1. Share strategies, not techniques
Let the individual figure out for herself the preferred self-care technique (massage, exercise, meditation) and choose among the available and preferred techniques for increasing a support network (peer support groups, clinical supervision, mentors, increased time with friends)
2. Go broad, not deep (no single strategy is going to be 100% effective)
Having a particular skill at one’s disposal is less effective than having a variety of strategies from which to choose. Don’t count on just one silver bullet to fix the person (even if it worked for you).
3. Tailor the intervention to the individual
One-size-fits-all interventions don’t work in therapy; don’t assume they’ll work in self-care, either. Sustainable self-care has to occur in the context of, and be responsive to, the individual’s emotional vulnerabilities and resources. What works for one of us may not work for another. What works at one point in our career may not be effective at another point.

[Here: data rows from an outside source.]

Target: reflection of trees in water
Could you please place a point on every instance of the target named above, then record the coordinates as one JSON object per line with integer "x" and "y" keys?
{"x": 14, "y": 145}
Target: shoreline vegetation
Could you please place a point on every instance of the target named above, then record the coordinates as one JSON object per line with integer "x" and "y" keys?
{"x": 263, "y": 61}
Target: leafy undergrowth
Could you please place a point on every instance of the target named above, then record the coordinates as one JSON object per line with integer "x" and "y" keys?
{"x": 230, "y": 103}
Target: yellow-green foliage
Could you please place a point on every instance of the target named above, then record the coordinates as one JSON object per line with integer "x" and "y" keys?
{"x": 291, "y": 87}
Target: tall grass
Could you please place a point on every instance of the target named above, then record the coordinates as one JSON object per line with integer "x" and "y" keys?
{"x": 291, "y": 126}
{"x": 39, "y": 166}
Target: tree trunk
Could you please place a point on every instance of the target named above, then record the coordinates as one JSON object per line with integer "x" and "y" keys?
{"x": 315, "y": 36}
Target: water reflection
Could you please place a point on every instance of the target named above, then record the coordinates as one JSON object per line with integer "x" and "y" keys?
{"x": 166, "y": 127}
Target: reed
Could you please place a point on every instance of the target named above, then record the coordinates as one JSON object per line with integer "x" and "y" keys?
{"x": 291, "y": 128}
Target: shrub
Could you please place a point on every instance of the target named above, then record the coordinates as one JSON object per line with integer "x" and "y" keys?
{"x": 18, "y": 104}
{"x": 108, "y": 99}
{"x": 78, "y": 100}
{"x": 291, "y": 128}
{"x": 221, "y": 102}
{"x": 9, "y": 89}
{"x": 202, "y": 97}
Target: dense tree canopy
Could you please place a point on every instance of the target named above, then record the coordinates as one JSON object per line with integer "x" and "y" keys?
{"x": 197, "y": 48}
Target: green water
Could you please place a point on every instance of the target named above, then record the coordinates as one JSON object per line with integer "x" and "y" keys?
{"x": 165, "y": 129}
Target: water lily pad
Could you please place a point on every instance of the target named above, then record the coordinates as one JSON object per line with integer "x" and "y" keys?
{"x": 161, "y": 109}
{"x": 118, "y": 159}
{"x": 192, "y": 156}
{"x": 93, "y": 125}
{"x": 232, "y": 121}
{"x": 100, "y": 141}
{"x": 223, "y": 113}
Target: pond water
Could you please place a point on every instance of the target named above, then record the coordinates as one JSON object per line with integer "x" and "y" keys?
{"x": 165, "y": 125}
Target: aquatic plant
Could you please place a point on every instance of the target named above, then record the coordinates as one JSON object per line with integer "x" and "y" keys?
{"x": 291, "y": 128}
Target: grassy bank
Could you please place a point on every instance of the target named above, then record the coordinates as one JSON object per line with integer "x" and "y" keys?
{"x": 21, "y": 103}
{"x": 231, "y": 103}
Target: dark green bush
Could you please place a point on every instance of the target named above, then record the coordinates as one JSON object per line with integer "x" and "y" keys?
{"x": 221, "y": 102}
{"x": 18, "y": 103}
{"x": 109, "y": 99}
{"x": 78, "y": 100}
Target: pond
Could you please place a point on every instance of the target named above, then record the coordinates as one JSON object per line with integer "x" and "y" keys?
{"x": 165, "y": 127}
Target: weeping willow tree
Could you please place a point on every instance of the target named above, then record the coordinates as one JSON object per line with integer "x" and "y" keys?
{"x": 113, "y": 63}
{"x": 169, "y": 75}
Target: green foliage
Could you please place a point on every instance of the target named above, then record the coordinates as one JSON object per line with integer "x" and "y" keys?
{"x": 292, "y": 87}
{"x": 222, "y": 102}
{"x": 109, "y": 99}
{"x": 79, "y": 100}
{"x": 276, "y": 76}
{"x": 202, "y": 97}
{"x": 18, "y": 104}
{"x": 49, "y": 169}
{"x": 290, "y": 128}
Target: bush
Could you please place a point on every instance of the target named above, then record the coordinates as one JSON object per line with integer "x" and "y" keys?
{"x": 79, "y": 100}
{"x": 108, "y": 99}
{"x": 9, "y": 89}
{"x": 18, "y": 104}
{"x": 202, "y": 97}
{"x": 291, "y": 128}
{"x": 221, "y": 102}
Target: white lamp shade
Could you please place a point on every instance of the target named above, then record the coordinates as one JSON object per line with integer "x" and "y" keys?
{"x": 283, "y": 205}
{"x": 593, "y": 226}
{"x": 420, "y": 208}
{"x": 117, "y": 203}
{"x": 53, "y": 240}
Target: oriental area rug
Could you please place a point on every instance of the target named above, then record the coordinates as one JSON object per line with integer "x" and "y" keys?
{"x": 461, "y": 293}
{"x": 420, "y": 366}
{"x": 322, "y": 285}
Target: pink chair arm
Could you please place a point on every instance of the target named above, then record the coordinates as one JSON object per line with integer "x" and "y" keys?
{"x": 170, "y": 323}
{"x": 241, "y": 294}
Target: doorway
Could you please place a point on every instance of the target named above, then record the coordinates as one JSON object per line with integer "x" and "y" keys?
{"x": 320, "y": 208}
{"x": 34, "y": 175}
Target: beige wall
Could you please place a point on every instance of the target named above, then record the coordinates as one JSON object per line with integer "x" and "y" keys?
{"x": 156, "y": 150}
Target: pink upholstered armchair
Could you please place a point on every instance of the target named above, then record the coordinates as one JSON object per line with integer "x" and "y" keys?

4. Consider the person-environment interaction (not all stressors are environmental; not all stressors are in the person of the therapist, either)
Value both the approach that recommends individualistic solutions (fix the therapist) and the approach that recommends systemic and organizational solutions. The self is always in a system, whether a hospital or solo private practice setting, and effective interventions must pay attention to both kinds of stressors: internal and external.
5. Enhance self-care both at the office and away from it
One way to decrease distress/impairment at the office is to change the way we work at the office (take a lunch break, change our mix of patients, set aside an hour a day to do nothing but answer emails and phone calls). Another way to decrease distress/impairment at the office is to enhance our life away from the office (set aside time for relationships, healthy escapes, cultivate spirituality). We seek a comprehensive and balanced plan for self-care.